Konrad Scherer
MONDAY, 22 APRIL 2013

Starting Openstack deployment

Starting with Openstack

I have some experience with Xen, but no experience with any software that controls a hypervisor. Wind River has several customers interested in using oVirt and Openstack with Wind River Linux. Another team is looking at oVirt, but no one had taken up the Openstack investigation. I have experience with Puppet and Puppetlabs has some official Openstack modules, so it seems a good place to start.

Fedora 18

I re-purposed a coverage builder and installed Fedora 18. I had read about Openstack and Fedora and thought that would be a good place to start.
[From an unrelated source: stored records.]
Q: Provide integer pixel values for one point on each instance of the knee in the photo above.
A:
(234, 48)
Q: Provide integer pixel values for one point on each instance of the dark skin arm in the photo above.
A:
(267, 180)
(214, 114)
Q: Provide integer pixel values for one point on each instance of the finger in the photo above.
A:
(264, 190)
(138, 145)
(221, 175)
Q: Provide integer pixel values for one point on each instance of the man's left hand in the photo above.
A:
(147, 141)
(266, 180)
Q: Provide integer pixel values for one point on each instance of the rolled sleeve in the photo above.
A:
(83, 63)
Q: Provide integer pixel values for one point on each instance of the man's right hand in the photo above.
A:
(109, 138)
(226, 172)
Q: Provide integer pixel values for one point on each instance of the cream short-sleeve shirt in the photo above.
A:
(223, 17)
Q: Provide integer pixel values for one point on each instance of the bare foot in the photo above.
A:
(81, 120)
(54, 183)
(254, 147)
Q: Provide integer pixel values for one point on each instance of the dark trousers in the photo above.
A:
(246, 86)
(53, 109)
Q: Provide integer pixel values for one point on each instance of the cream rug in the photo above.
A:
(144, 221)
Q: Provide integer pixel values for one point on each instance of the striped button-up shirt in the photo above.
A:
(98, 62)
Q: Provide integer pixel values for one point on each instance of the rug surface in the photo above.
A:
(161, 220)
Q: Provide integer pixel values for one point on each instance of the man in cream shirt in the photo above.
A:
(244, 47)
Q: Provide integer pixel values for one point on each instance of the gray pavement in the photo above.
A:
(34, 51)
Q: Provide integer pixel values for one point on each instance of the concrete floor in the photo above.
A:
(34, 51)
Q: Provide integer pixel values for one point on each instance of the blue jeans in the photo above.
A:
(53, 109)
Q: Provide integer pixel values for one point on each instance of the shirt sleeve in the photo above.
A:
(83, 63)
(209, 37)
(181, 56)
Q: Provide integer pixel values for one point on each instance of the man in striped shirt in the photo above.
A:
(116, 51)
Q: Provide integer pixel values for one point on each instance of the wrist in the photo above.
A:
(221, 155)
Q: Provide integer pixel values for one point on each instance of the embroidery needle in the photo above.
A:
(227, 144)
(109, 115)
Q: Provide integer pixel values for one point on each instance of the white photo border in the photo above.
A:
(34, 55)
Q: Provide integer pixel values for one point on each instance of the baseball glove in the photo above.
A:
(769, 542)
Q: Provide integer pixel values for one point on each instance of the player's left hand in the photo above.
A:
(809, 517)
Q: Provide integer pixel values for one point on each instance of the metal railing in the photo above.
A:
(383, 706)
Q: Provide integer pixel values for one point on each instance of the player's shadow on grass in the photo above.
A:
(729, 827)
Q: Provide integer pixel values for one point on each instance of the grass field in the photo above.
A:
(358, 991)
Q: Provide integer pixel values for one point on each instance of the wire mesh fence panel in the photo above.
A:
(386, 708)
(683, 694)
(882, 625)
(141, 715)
Then Redhat announced the Packstack and RDO project and I decided to give it a try.

The initial install failed due to selinux being disabled and conflicts with NIS (our NIS deployment contains users with uids that conflict with the ones in the rpms). When I finally got the packstack installer to complete after a clean install, openstack refused to recognize the admin user. So I did a reinstall using CentOS 6.4 and everything worked without issue.

Openstack and images

My experience with virtual machines has always been boot and install onto some empty, usually virtual, disk. Openstack was my first interaction with images. The docs recommend a base F18 image. The first attempt to download using the horizon interface seemed to hang. I was able to wget the image on my local machine 30 minutes after the download using the web page had started.

Openstack and LVM

My initial install of the host OS created a large LVM partition called cinder-volumes for the Openstack Block storage service. Unfortunately, the packstack installer renamed the volume group. I had to:

  • Stop the cinder-volume service
  • Delete the packstack created volume group and physical volume
  • Rename the local LVM volume group
  • Restart the cinder-volume service.

Openstack and volumes

I went into the Volume section of the Horizon Web UI and created a Volume. Running lvs on the host shows that a volume was created in the correct place. I launched the instance as tiny and noticed that it did not require a volume, which I found strange. I had setup a security group to allow ssh and inject my public key. I then associated a floating ip and was able to log into the vm! This was a happy moment.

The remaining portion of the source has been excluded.